Hangi fikri savunuyor olursanız olun.
Hangi düşüncenin “doğru” olduğuna inanıyor olursanız olun.
Hiçbiri doğru değil.
Evet, yanlış okumadınız,
Hiçbirinizin düşüncesi doğru değil…
Şaşırdınız mı?
Bir daha söylüyorum.
Ne senin düşüncen ne benim düşüncem ne bir başkasından duyduğunuz düşünce doğru değil.
Çünkü doğru ne senin elinde ne de benim elimde…
Doğru, ileride…
Yapabileceğimiz tek şey ona ulaşmak için ilerlemek, araştırmak, çalışmak olmalı…
Benim böyle düşünmeme sebep olan ise Çek Cumhuriyeti'nin eski Cumhurbaşkanı ve edebiyatçı Vaclav Havel’in bir kitapta okuduğum şu sözüydü:
“Gerçekleri arayana inanın ama onu bulduğunu söyleyenlerden uzak durun…”
Gerçekleri aramak, sürekli bir öğrenme ve keşif yolculuğu…
Ama…
İnternet ortamının sonsuz erişilebilirlik, sınırsız paylaşım olanakları içinde,
Üzerimize yağan bilgi bombardımanının ortasında,
Doğruyu bulmak, gerçekleri ayıklamak her zaman kolay olmuyor.

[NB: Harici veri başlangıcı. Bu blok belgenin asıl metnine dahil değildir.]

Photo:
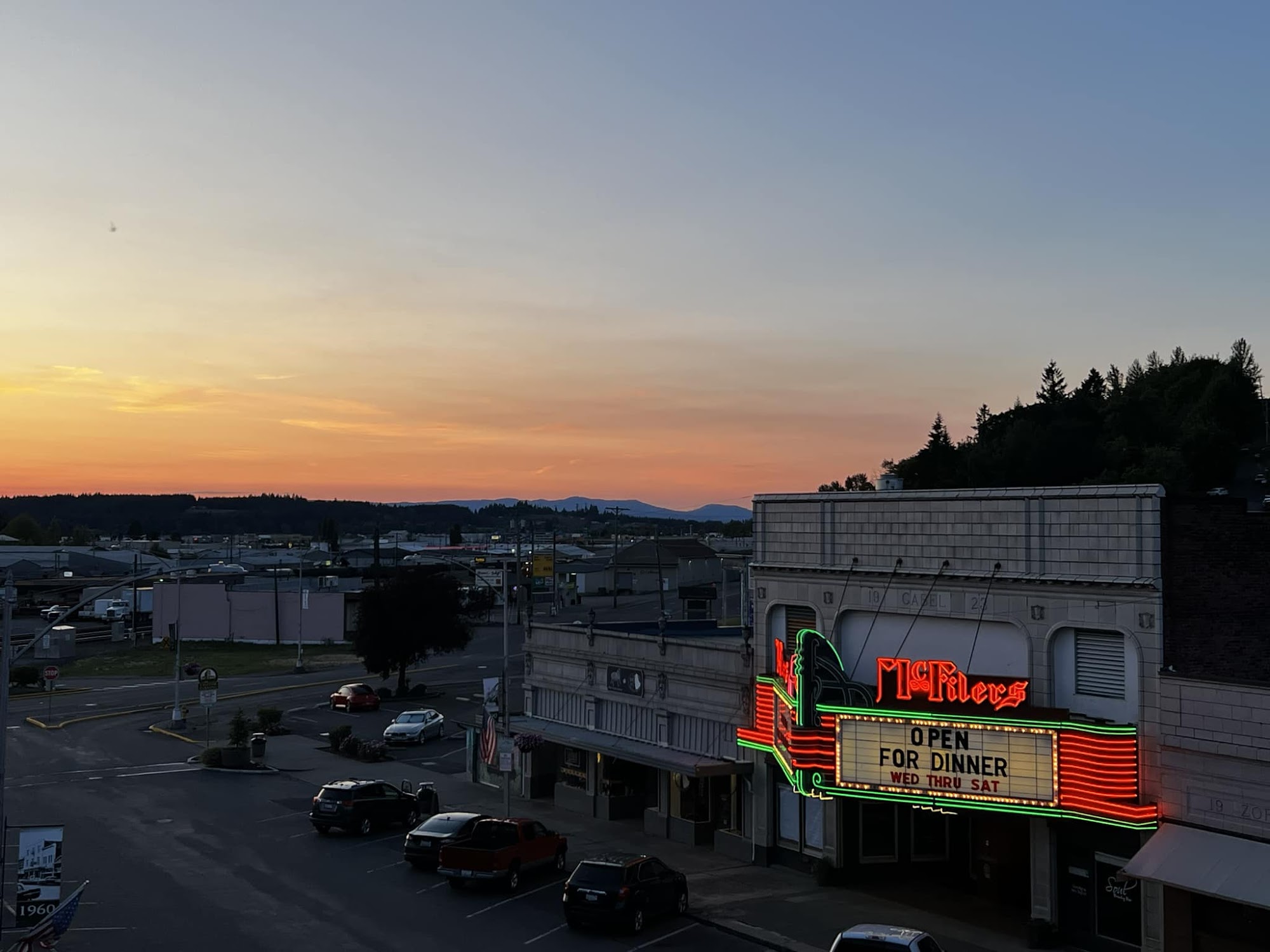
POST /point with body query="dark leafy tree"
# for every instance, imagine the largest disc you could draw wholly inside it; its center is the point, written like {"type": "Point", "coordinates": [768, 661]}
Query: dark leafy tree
{"type": "Point", "coordinates": [855, 483]}
{"type": "Point", "coordinates": [1094, 388]}
{"type": "Point", "coordinates": [1243, 360]}
{"type": "Point", "coordinates": [421, 612]}
{"type": "Point", "coordinates": [1053, 385]}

Bilgileri özellikle saptıran,
Yanıltıcı bir şekilde sunan,
Kişisel çıkarları için kullanan,
Ve bundan menfaat sağlayan pek çok kişi hatta kuruluş var.
Etkili oluyorlar mı, evet oluyorlar…
İnsanların düşüncelerini etkiliyorlar mı, evet etkiliyorlar.
İnsanları yönlendirebiliyorlar mı, evet yönlendiriyorlar.
İnsanları kendi çıkarlarına hizmet etme amacıyla kullanıyorlar mı, evet kullanıyorlar.
Aynı elden çıkmış, tek bir akıldan üretilmiş birbirinin kopyası kalıp düşünceler…
Al ve kullan…
Hani o karikatürde olduğu gibi;
Bir koyun ayağa kalkmış, bağırıyor:
"Artık sürünün bir parçası olmak istemiyorum." (İşte internette ilk okuduğuna inanan biri)
Ardından diğer koyunlar da seslenmeye başlıyor:
"Ben de, ben de, ben de, ben de..."
Hepimizi sürünün bir parçası mıyız?
Değilsek,
Neden birilerinin söylediğini tekrarlamak yerine farklı düşünemiyoruz?
Neden başkalarının gerçekleri yerine kendi gerçeklerimizi aramıyoruz?
Ne diyordu Havel:
“Gerçekleri arayana inanın ama onu bulduğunu söyleyenlerden uzak durun…”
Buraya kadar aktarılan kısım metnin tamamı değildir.